Friday, October 31, 2014

The Story of the Quilt

I met my mother for lunch on Wednesday.  It was the anniversary of my father's death, but that wasn't why we were having lunch together.  It just turned out that way.

While we were eating, my mother unfolded an 8 1/2 by 11 piece of paper and gave it to me.  She said there was something she never told me about the quilt that she had made and given to me a couple of years ago.

My mother has always been good at sewing.  She made most of our clothes, and even a spring jacket for my sister and me.  She made a pants outfit for me once, and matched the plaids so well that people commented on it.  But it is only recently that she had gotten interested in quilting.  It was my grandmother, my mother's mother, that was the quilter.  She was famous for her beautiful hand-stitched quilts.  Everyone tells me that she had an eye for putting together colors.  I have one of her quilts, but I don't remember ever seeing her put one together.  By the time I was born, it hurt her hands and her eyes too much to do the close work necessary.

Recently, though, my mother has begun quilting.  And two years ago she gave me this beautiful lap quilt.  I thought the colors were amazing.  It holds a place of honor in our living room.

But it turns out that I did not know everything about it.

On the piece of paper that my mother gave me, she told me that this quilt was a collaboration, in a way. After my grandmother died, my aunt discovered some pieces that my grandmother had cut out, and a pattern for a quilt square.  She took half of the pieces, and gave my mother the other half.  But neither of them knew what to do with them.  They had a pattern, but were not sure how to put it together.

One day, one of my mother's friends took a look at the pieces and the pattern, and she could figure it out.  Then my mother could begin to make the squares that would form the quilt.

It took a long time; in the process she decided to divide the pieces and make two quilts instead of one; my sister just received the other one.  Until Wednesday, though, I never knew that my grandmother had a hand in the quilt I received from my mother.

I see it differently now.  It is not just a quilt.  It is a story.  It was always a story, but until Wednesday I did not know the language that the quilt was speaking, even though I loved it.

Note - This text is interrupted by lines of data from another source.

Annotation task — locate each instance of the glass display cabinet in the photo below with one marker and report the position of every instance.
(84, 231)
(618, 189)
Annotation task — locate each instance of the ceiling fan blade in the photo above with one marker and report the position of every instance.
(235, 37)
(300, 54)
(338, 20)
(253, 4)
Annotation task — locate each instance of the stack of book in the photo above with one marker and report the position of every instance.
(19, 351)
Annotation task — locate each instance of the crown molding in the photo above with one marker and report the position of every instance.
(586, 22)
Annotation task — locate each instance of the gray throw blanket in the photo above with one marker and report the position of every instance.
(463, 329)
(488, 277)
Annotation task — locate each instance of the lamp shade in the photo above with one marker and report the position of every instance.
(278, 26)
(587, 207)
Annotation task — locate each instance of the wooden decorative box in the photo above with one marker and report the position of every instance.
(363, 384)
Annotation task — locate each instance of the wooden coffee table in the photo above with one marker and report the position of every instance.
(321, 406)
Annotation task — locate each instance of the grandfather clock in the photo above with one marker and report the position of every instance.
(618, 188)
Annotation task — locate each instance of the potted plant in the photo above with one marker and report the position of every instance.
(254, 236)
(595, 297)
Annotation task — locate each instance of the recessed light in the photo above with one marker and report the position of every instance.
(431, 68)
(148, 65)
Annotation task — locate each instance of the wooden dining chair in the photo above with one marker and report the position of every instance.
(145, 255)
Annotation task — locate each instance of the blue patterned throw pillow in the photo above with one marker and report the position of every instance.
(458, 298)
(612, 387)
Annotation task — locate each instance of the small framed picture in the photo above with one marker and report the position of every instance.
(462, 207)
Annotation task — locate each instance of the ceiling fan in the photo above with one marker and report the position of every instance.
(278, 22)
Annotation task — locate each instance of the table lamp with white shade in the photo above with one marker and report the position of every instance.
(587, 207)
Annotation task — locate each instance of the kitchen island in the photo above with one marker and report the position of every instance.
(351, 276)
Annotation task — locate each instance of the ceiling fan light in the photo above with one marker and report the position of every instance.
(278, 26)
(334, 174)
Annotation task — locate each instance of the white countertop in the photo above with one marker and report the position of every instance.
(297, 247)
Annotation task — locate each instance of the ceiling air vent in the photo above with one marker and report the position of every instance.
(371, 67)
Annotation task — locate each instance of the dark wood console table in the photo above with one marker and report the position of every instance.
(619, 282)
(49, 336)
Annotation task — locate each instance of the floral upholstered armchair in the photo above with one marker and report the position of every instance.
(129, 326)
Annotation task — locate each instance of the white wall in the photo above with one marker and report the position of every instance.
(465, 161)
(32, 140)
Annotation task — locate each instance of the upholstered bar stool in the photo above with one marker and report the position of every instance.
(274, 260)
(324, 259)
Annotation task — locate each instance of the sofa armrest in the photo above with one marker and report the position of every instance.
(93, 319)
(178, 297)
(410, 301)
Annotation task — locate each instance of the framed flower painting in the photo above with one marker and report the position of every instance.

My mother's quilt makes me think of the church these days, what has been passed down to us, what we value, what we know.  I know many of the older people in my congregation value and love liturgy.  They have been singing and praying in a particular way for many years, as it has been passed down to them.  They have learned some new rhythms along the way, it's true, but they still sing and pray the basic pattern, and they find it beautiful, and comforting, even, at times (although a seminarian friend recently scoffed at the idea of comforting religion).

And yet I wonder if we still remember the stories behind the rhythms and the words of liturgy, the ones that change it from a beautiful object into a story about us, about our mothers and our grandmothers and our great-grandmothers.  I wonder if we still remember the stories that speak about love that pursues us through the ages, that pieces us together, that made us by hand.  I wonder if we still remember the stories of why we sing and say and pray the things we do, and if we are even curious.